If Americans want fewer child migrants trekking across our border, we need to find a way to help Cental Amrica create more SJBS’s, not harshen deportation policies. Money currently spent on housing and sending away illegal immigrants would be much more wisely spent in the future on bilingual education for Central America.
We Learn Too
Unlike most teacher blog posts, this piece has been largely impersonal. That’s just who I am: when I was a teacher in 2012-2013 one of my fellow teachers noted that my personal blog consisted mainly of posts about public policy while my companions tended to write about what they ate for breakfast.

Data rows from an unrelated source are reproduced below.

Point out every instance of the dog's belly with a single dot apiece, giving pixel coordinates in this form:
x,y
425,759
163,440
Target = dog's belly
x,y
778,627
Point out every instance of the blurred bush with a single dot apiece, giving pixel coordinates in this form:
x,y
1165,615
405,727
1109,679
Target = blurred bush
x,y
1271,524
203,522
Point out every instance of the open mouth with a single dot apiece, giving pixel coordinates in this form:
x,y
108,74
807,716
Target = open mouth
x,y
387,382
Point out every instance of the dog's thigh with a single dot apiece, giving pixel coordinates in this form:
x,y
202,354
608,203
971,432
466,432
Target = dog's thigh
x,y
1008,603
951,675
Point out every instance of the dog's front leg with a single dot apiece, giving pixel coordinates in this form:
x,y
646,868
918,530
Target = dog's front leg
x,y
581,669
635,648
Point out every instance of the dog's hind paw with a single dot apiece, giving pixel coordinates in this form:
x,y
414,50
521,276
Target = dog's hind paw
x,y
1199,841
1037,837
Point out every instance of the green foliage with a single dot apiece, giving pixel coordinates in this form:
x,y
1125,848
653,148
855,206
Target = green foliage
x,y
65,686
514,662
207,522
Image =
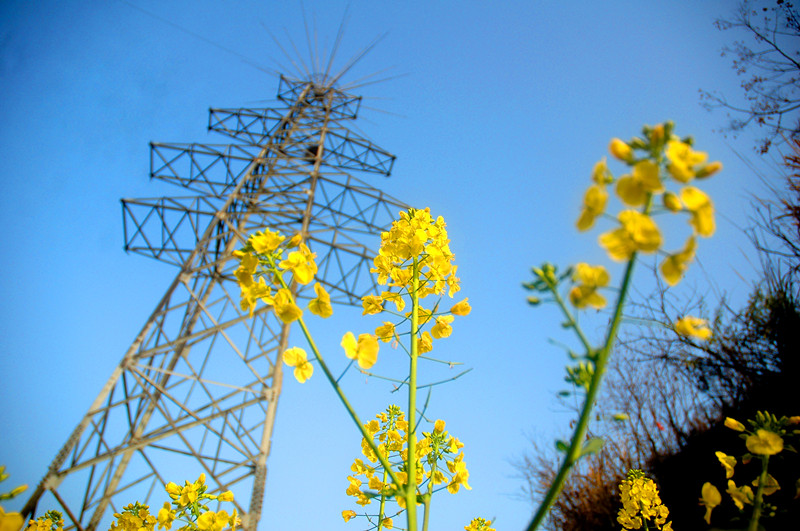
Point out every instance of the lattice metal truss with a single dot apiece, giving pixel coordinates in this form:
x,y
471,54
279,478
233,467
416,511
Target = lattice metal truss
x,y
199,386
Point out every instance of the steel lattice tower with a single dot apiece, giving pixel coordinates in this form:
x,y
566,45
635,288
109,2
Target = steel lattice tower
x,y
198,388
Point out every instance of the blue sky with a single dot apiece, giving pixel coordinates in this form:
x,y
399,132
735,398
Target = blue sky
x,y
497,113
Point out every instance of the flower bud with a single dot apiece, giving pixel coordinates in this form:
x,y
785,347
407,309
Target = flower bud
x,y
657,135
672,202
733,424
620,150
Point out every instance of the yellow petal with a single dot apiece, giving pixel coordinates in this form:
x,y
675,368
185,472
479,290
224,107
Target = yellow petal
x,y
349,345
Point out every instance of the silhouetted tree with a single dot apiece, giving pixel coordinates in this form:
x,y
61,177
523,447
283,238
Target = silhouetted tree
x,y
768,59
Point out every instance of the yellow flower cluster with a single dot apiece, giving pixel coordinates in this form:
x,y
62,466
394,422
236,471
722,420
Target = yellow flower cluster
x,y
188,505
653,161
440,460
262,267
262,258
479,524
51,521
766,439
12,521
641,503
134,517
416,247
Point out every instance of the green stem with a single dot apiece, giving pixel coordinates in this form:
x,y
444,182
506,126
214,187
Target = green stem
x,y
758,501
382,508
339,392
427,505
411,460
600,361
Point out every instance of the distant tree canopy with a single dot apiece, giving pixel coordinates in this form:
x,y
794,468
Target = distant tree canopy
x,y
676,393
768,59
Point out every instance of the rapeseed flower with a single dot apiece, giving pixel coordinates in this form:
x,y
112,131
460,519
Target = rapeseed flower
x,y
372,304
365,350
734,424
265,242
683,160
641,502
590,278
710,498
301,263
727,461
321,305
11,521
672,202
285,308
689,326
620,150
386,332
702,210
637,233
479,524
461,308
634,189
764,442
740,495
165,516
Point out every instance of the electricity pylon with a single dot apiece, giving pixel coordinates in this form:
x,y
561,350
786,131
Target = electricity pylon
x,y
199,387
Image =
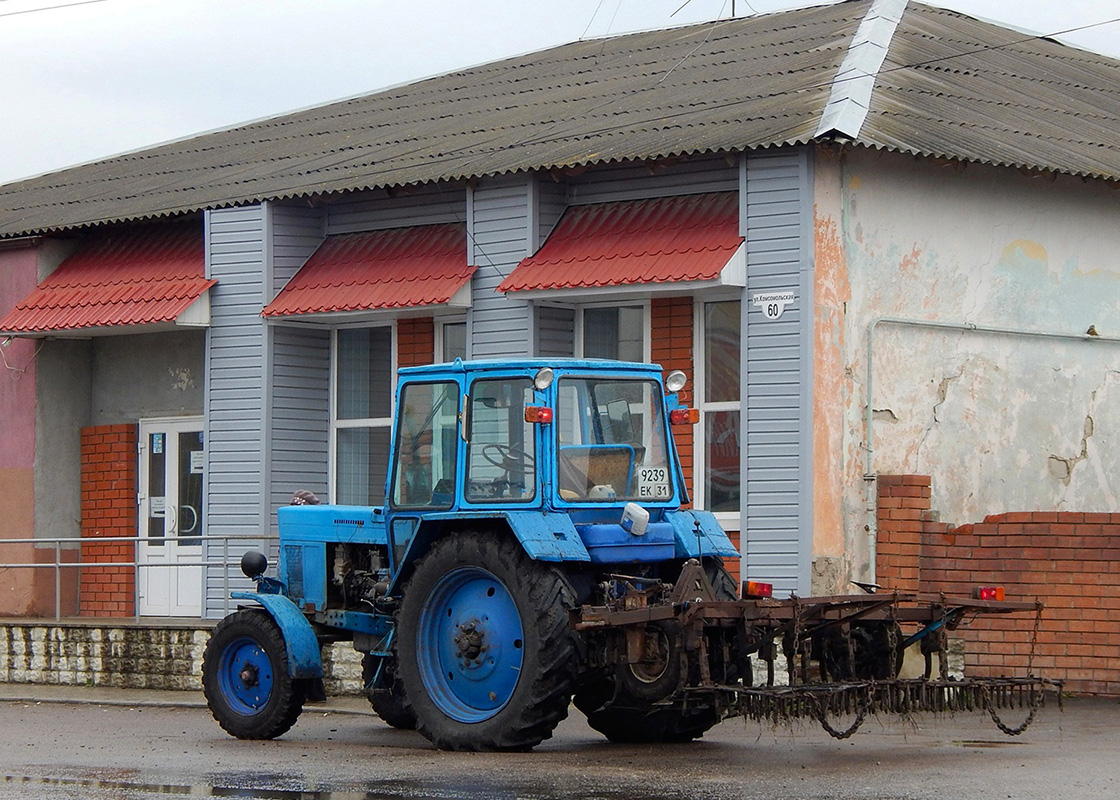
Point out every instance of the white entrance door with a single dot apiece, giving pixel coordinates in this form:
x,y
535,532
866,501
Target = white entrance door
x,y
170,502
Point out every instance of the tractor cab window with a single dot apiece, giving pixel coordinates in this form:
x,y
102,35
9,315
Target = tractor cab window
x,y
428,437
501,454
612,440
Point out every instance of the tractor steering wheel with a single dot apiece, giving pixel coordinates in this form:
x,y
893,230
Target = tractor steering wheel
x,y
507,458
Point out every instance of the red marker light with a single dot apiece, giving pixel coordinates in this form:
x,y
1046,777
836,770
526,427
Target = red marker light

Let me say, however my experience with BECA has changed my life. I arrived in Cofradia as a newly minted college graduate overimpressed with his own intelligence. I left a year later a more mature young man proud of what he has accomplished in the world. Nor is my feeling unique: teachers care deeply for their students and most continue to visit the community long after their teaching tour is over. I, myself, am headed back in two weeks to organize the reunion party. And I could not be more excited to see the kids that changed my life.